First, Dartmoor National Park is creating a new byelaw that allows dog walkers to be fined £500 if their dog’s behaviour, appearance or even presence causes ‘annoyance’ to anyone. There is no requirement that this annoyance have ‘reasonable grounds’. This means that dog walkers in the park put themselves at risk of a sizable fine, without themselves or their pet having done anything wrong.

Meanwhile, councils persist in introducing PSPOs banning dog walking off leads on winter beaches. Dog owners in Lyme Regis take regular videos of the deserted beach from which they are banned by a Dorset Council PSPO. They say that the beach ‘used to be utilised by loving dog owners‘, who have been sent to unsuitable areas. The side effect is that local businesses are ‘losing out on paw pounds’. `Dog walkers are one of the main users of beaches in winter; it is unfair and nonsensical that they should be prevented from enjoying and making use of these empty public spaces.
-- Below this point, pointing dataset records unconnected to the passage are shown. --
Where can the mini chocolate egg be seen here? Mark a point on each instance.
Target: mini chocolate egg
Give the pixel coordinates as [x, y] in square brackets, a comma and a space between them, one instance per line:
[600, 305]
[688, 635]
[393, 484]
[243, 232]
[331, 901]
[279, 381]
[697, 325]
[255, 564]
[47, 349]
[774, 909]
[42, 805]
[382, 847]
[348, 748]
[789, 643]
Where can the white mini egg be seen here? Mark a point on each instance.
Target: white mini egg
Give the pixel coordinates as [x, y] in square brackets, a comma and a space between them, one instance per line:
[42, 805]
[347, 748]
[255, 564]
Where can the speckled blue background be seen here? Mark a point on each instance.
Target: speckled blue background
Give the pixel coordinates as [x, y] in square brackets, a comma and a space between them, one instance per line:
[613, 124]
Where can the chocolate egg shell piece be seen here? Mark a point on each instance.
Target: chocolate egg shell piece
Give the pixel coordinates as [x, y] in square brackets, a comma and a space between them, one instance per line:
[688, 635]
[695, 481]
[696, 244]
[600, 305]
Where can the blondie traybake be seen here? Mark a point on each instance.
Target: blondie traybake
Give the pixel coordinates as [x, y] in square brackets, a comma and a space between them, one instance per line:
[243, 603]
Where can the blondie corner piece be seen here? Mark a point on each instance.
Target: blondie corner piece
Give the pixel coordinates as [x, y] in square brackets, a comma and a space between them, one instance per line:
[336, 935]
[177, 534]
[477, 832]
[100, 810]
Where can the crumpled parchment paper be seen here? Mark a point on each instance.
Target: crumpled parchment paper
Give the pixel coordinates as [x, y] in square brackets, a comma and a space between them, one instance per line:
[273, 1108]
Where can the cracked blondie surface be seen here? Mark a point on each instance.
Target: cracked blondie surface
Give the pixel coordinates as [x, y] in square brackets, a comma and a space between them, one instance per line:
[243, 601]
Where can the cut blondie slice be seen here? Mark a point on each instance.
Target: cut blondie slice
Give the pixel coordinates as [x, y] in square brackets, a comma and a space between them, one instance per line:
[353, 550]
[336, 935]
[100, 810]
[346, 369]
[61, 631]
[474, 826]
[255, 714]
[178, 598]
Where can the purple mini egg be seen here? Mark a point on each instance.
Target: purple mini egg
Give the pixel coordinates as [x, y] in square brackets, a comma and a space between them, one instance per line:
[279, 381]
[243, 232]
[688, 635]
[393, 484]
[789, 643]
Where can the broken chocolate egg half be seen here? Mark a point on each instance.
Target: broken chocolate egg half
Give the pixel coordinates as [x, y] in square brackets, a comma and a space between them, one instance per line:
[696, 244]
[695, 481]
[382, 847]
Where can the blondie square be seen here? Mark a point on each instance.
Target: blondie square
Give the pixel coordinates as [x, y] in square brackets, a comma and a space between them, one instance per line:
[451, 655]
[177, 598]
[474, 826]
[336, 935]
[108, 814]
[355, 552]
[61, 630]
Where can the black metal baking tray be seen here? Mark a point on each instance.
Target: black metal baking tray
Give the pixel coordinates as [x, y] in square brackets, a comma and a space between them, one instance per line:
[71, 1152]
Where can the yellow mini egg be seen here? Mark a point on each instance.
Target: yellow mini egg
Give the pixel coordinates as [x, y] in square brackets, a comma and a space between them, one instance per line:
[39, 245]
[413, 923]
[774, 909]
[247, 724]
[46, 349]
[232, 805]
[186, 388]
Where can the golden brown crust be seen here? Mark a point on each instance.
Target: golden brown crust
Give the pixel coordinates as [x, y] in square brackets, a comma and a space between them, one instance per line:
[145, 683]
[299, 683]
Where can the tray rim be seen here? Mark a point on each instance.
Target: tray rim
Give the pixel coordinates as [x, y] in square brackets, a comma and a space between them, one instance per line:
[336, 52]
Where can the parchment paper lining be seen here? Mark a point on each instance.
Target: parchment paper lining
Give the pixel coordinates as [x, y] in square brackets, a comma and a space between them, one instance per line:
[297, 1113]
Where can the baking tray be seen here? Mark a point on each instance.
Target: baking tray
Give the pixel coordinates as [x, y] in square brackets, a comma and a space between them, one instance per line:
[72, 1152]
And finally, PSPOs targeting dogs in cemeteries – which are enforced by council officials or private security guards on commission – are being used to hassle and punish grieving relatives. One man, who was visiting his sons’ graves, said:

I went for a walk, and decided to visit my both sons’ graves – it was a spur of the moment thing – so I went in with my little dog to visit the graves. I was approached by a Denbighshire County Council Enforcement officer pointing out that I was in breach of rules of having my dog with me in the cemetery. I apologised and said I wasn’t aware that I was committing any offence, to which he replied that he would be issuing me with a fixed penalty of £100. He seemed quite pleased with himself – the best way I can describe him was like the cat that had had the cream. I stated that my dog was on a lead and that if he had done anything I would have cleaned up after him, but he was having none of it. My last resort was to point out that there was no sign saying that no dogs were allowed, but he wrote out the ticket.

This shows the attitude of officials who are motivated by profit: they ignore the context, and lose humanity. The result is that they can be almost gleeful at the opportunity of punishing a grieving man whose pet was not causing anyone any problem. This shows a punishment that is grievously unhinged from the public interest and common humanity.